In the Gospel Jesus, looking at the mass of people around him, had pity on them, saying that they were “troubled and abandoned, like sheep without a shepherd.”
It makes you wonder if he would say the same thing today about the masses of humanity you see crowding onto buses or filling the aisles at Wal-Mart?
I imagine he would. Getting back to the Gospel, Jesus then asked us to pray to God to send out laborers for this harvest of souls. I take that to mean that as laborers in his harvest we must share in the task of giving guidance to the aimless people milling around us.
But how do we give guidance to people who are like lost sheep?
Well, each of us can’t stand out in front like heroes. But that isn’t necessary. Jesus asked for teams of laborers for his harvest fields. With each of us doing what is right, God can use us to clear the weeds out of his fields.
Let’s not under estimate the good he does through us. Hugh attends four AA meetings a week, and those meetings take people who have been slipping, putting them back on their feet for doing good jobs.
At Panera’s the other day I ran into the dean of studies at Bishop Snyder. She was lunching with the Fifth Grade teacher from Assumption. Every day those two round up lost sheep, giving them the happiness of following the Good Shepherd.

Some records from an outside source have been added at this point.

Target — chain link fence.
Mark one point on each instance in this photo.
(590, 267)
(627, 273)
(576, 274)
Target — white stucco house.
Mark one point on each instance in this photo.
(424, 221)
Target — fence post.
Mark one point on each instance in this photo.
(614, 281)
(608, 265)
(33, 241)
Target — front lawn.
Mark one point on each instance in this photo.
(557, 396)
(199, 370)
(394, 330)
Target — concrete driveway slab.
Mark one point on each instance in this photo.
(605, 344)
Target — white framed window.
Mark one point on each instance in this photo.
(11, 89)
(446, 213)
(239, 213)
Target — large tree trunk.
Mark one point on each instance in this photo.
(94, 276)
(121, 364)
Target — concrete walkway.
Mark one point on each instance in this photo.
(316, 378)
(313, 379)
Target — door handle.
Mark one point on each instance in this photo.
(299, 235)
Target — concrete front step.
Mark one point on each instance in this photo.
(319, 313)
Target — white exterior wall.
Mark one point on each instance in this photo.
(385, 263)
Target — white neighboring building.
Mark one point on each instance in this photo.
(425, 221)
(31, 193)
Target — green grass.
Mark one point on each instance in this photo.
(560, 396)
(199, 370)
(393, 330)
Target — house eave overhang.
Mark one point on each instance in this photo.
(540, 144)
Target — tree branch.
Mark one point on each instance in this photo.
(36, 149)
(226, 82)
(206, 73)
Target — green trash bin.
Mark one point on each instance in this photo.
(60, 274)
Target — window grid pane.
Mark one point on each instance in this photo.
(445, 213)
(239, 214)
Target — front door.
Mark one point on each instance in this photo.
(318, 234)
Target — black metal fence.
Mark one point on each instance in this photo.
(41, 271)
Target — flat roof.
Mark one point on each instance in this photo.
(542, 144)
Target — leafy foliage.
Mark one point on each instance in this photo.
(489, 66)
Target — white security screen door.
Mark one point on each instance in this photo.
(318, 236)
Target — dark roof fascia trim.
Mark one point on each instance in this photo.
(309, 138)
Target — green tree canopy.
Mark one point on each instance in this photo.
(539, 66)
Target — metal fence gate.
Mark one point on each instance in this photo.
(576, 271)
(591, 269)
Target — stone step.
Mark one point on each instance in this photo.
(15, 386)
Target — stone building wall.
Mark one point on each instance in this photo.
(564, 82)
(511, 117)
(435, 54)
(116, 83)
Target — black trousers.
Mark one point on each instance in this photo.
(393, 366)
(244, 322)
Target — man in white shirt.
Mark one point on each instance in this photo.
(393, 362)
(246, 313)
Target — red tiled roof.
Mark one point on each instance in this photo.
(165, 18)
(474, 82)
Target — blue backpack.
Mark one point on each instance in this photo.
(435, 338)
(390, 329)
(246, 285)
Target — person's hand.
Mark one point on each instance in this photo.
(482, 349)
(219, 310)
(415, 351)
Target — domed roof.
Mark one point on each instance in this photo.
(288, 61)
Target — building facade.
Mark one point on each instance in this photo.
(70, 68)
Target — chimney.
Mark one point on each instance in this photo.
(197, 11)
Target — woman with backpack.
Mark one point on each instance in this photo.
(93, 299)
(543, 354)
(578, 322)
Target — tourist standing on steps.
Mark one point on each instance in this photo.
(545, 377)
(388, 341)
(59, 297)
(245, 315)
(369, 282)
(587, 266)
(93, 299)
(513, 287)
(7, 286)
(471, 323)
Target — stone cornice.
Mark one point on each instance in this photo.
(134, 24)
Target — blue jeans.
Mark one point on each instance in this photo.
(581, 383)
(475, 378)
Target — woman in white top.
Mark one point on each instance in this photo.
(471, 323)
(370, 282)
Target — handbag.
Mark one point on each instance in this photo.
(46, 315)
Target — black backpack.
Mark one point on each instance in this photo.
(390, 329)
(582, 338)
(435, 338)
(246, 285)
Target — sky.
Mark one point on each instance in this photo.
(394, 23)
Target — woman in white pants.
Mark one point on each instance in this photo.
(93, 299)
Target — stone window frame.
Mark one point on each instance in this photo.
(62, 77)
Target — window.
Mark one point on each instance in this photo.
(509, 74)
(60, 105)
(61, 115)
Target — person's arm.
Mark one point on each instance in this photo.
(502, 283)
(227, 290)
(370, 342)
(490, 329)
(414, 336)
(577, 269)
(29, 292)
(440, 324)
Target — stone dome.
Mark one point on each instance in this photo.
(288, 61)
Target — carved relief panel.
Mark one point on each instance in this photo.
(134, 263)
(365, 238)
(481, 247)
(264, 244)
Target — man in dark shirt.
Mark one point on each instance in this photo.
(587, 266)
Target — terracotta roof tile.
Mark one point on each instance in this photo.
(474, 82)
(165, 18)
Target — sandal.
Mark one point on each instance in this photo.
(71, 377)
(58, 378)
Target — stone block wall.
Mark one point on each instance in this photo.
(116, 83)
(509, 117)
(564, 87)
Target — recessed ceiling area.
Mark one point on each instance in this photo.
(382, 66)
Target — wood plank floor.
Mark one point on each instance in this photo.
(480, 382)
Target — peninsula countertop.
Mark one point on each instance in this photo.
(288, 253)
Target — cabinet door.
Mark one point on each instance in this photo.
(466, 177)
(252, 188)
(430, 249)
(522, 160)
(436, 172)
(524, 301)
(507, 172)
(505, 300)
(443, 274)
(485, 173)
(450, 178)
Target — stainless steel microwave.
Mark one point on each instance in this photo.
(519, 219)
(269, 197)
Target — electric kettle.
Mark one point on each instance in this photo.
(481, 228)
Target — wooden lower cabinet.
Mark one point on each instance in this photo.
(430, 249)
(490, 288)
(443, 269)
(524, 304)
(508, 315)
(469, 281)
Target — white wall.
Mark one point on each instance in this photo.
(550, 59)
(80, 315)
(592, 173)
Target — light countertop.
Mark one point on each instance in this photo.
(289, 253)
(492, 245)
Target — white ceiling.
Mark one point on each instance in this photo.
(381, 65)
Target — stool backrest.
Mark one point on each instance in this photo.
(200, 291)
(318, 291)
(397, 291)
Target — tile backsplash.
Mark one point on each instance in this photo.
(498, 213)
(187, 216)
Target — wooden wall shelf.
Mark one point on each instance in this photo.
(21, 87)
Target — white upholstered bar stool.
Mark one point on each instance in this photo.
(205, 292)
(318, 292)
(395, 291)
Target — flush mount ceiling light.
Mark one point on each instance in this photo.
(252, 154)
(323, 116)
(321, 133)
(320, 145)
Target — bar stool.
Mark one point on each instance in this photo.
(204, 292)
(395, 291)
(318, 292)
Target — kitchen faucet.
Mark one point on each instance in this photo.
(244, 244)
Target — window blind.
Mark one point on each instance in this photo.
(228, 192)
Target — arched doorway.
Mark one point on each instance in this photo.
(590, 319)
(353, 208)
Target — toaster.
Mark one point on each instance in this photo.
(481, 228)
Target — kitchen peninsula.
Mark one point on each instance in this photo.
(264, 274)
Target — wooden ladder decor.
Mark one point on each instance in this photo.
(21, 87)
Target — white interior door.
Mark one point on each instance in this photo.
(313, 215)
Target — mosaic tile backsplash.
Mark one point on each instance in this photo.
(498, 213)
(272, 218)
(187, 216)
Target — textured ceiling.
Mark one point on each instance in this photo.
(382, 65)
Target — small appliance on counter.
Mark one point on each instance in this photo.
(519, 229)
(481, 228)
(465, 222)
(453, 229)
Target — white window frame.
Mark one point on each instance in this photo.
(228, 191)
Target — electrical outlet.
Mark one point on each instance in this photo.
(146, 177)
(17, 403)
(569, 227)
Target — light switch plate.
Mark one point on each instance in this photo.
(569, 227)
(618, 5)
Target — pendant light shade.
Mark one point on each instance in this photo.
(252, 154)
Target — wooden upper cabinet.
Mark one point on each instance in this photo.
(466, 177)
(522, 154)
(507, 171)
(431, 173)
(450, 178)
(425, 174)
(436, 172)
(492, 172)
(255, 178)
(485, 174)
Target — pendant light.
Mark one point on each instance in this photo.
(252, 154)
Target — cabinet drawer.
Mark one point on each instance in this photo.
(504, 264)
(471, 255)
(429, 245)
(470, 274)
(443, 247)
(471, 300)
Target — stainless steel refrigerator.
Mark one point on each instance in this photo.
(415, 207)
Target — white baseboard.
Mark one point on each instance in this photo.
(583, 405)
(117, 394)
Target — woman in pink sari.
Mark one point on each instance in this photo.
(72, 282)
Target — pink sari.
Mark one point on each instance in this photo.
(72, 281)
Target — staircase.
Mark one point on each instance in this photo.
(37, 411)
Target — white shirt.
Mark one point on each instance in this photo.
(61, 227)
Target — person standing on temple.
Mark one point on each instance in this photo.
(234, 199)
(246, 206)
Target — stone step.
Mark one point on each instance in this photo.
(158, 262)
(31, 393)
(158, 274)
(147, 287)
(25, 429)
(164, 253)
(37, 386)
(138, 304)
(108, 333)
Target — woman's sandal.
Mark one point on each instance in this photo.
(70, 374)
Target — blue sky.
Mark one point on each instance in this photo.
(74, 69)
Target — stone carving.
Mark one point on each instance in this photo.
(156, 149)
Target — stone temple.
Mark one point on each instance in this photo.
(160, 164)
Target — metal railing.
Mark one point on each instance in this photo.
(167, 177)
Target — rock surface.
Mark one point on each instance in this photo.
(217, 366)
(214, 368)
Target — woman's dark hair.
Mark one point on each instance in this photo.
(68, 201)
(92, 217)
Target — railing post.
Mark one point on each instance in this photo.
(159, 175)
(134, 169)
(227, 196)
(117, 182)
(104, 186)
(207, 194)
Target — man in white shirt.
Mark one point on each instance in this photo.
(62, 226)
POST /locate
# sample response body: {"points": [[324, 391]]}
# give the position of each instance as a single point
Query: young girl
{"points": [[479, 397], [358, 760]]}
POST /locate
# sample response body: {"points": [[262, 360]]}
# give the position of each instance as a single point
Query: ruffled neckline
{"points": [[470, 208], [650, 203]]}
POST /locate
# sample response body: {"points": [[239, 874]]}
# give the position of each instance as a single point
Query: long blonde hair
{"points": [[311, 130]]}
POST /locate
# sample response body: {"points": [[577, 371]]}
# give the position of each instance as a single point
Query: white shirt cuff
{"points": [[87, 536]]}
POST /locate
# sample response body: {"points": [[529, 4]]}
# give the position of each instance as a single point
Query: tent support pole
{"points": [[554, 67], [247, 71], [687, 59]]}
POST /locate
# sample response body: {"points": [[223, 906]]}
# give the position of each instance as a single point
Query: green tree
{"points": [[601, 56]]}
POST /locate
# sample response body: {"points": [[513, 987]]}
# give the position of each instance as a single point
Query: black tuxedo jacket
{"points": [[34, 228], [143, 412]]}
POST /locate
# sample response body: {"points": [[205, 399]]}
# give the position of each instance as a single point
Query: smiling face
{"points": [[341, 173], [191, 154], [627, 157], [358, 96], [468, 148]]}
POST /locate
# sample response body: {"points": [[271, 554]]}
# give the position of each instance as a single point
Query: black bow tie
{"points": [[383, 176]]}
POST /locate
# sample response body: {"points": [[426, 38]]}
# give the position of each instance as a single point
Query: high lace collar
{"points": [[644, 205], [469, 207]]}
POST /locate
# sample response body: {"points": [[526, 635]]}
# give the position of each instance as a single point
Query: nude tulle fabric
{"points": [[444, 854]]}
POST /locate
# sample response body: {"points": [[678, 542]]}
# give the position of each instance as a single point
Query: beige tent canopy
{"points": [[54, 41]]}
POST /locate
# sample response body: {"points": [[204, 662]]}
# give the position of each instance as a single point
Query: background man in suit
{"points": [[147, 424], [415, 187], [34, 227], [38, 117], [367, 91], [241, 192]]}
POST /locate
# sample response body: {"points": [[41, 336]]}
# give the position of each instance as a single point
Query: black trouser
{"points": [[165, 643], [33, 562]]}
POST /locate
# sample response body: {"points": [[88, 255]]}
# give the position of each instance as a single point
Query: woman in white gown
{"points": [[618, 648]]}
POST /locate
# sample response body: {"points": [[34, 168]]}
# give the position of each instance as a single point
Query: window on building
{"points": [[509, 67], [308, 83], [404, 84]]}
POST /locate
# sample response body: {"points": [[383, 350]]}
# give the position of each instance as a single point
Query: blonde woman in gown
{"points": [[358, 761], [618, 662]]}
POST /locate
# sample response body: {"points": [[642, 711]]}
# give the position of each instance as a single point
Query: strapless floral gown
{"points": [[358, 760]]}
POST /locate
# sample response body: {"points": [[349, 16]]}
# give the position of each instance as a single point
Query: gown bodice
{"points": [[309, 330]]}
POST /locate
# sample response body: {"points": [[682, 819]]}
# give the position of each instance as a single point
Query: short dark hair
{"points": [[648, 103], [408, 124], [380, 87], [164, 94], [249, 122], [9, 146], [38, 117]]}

Just by being sensible we can give the Good Shepherd a hand. My barber’s teenage daughter was talking about getting a tattoo. I told her, “Your taste keeps changing through your teens, twenties, and thirties; but that tattoo from your teens just stays on.” She said, “That’s funny. I guess I don’t want a tattoo that’s going to keep me from changing.”
We should all thank God for letting us be laborers in his harvest field.